Amé la química que había entre Rose y Finn. Me encanta que ellos dos sean los personajes por los que nadie da un peso. Son muy divertidos juntos y me dio mucho gusto verlos pasar de peripecia en peripecia. Además, que sean ellos dos los protagonistas de su propia línea argumental nos regresa a la esencia de la Trilogía Original, en la que los protagonistas eran no los caballeros Jedi en el apogeo de su poder ni los acaudalados políticos de la República, sino un granjero huérfano, un pirata, un viejo ermitaño de una era muerta y una princesa sin planeta. Es decir, los perdedores, los nadie, los que no tienen nada, o que han perdido todo lo que tenían y que con cada Episodio se van ganando un lugar en la historia de la Galaxia.

 

Me sorprendió mucho el odio que despertó esta cinta en buena parte de la fanaticada. Puedo entender que hubiera gente a la que no le gustara tanto, pero cuando supe que algunos andaban diciendo que la odiaban, que era una porquería, que se habían salido del cine y demás, me quedé pasmado. Las cosas se han puesto feas desde entonces, con ataques personales: “los que no opinaron sobre la cinta como yo son unos imbéciles” o “los verdaderos fans son los que piensan así y no asá”.

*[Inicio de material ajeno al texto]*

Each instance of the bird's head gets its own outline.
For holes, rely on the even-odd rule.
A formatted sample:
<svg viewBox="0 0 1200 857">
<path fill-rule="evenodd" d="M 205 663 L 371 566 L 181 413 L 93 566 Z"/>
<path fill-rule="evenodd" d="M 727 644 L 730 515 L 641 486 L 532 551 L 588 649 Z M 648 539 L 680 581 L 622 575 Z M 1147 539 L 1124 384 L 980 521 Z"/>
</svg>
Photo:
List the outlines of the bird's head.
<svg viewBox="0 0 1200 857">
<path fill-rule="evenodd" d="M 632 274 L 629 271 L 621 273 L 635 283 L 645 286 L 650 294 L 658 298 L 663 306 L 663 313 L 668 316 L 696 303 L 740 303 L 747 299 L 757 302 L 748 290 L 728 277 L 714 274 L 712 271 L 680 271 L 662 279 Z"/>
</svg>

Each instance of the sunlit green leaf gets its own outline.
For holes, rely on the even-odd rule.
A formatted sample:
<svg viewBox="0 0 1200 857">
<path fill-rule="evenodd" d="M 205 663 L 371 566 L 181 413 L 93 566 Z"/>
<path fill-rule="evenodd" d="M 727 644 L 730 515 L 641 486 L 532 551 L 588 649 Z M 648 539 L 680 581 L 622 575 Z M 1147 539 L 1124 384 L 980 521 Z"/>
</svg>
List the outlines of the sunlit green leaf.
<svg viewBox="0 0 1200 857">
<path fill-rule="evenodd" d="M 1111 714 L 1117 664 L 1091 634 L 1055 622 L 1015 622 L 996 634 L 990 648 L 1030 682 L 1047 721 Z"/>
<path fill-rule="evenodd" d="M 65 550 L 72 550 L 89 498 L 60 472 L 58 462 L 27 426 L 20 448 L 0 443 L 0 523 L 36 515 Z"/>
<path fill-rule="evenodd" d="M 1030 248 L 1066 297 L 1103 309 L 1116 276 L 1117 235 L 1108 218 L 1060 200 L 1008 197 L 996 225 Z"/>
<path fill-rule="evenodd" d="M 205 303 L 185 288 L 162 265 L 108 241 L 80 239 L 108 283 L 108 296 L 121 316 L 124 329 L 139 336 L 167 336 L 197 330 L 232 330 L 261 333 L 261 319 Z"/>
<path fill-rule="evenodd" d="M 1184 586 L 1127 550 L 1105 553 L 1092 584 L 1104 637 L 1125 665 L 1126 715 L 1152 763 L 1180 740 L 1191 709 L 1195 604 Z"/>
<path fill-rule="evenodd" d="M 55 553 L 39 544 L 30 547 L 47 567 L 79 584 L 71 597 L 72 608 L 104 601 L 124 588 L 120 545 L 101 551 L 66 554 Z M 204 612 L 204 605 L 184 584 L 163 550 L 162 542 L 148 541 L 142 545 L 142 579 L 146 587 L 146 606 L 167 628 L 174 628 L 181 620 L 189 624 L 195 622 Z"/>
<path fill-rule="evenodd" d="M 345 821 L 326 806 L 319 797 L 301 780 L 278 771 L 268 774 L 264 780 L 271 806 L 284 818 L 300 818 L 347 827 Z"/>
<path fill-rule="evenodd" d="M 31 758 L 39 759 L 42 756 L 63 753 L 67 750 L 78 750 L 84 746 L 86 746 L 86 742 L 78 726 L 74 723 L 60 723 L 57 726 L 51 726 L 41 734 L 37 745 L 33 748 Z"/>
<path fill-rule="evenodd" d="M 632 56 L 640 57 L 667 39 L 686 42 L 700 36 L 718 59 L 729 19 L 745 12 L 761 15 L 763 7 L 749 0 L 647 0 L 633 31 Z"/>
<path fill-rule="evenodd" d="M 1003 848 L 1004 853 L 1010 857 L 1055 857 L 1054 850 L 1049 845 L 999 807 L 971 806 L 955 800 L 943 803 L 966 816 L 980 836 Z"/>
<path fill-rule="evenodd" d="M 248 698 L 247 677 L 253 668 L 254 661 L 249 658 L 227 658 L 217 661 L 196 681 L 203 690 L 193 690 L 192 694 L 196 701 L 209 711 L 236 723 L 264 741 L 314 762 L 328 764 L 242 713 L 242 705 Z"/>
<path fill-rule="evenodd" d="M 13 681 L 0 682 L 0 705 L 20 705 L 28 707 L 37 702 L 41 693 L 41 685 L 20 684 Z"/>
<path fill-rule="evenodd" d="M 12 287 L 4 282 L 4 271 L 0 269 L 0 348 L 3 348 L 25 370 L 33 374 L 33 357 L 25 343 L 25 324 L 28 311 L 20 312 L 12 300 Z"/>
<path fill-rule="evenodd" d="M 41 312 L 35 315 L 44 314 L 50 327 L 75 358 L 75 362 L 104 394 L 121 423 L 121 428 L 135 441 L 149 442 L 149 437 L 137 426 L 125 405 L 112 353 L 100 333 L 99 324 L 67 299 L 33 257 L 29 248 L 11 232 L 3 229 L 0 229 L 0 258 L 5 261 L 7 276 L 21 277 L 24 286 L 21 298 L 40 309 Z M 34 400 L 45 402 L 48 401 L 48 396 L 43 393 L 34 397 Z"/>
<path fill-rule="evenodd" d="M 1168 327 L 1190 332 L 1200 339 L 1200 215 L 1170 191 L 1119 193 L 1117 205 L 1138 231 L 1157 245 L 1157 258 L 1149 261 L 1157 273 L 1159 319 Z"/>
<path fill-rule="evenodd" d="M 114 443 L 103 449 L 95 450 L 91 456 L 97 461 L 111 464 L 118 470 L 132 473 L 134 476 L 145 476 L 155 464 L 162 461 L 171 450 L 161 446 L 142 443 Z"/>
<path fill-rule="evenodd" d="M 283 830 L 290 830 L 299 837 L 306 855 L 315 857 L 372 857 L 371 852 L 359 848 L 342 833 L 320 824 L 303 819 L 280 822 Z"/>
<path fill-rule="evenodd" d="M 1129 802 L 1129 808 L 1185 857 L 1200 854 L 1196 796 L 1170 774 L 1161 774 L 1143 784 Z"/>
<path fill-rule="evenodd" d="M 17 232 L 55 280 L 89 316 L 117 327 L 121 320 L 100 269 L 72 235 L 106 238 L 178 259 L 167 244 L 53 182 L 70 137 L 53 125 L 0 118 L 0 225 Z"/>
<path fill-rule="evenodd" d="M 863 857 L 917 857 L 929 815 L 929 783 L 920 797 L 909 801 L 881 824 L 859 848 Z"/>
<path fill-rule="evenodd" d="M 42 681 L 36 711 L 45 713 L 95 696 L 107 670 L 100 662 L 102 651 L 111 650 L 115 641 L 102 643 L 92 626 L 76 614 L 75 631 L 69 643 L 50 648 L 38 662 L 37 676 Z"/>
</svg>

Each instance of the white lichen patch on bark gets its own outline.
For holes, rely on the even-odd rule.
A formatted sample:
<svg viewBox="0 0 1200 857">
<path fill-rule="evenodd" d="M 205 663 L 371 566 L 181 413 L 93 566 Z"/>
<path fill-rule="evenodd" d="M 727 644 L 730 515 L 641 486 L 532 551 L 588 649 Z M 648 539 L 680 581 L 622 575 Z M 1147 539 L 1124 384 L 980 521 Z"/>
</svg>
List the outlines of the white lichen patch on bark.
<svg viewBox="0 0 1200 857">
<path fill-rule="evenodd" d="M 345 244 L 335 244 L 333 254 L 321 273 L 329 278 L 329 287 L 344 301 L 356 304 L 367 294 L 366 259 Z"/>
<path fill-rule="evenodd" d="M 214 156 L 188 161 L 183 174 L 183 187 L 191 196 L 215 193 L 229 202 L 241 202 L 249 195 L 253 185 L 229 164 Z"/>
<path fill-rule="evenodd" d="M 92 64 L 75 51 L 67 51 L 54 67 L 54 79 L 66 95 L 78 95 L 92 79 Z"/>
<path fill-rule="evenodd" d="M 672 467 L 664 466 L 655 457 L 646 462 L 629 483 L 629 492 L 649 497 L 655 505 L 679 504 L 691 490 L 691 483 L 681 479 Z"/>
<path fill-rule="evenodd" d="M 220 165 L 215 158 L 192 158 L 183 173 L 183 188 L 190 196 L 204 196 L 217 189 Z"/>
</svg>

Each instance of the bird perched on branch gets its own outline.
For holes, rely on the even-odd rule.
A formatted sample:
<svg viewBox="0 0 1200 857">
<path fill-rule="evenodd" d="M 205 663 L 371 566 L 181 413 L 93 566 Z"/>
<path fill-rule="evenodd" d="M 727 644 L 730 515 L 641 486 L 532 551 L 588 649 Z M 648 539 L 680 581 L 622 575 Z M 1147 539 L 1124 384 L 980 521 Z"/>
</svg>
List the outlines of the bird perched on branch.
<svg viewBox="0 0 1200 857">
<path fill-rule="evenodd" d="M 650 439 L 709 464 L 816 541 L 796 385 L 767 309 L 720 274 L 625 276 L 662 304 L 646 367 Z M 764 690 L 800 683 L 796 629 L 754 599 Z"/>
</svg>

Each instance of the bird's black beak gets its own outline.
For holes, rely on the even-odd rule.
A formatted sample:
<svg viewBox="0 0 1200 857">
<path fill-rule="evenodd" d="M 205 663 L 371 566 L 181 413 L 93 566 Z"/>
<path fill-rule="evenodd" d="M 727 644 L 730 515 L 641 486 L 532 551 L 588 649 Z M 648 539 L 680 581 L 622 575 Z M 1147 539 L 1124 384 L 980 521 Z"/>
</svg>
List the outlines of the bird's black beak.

Pero aunque lamento que esto haya pasado, saludo lo que significa: estemos ante un trabajo osado. Es mejor que una película provoque controversia a que se quede en la “zona de confort” como Episodio VII. El caso es que si Los últimos Jedi causó reacciones tan fuertes es porque se trata de una película rica en contenido. Es una de las mejores de la saga, de las que presenta sus temas con mayor contundencia, de las que permite crecer más a sus personajes, una que tiene tantas aristas y ángulos que seguramente seguiremos hablando de ella por meses y por años. De hecho, este análisis podría prolongarse por muchas líneas más. Esperemos que el Episodio IX sepa mantener el estándar. Y por favor, que incluyan a Mara Jade.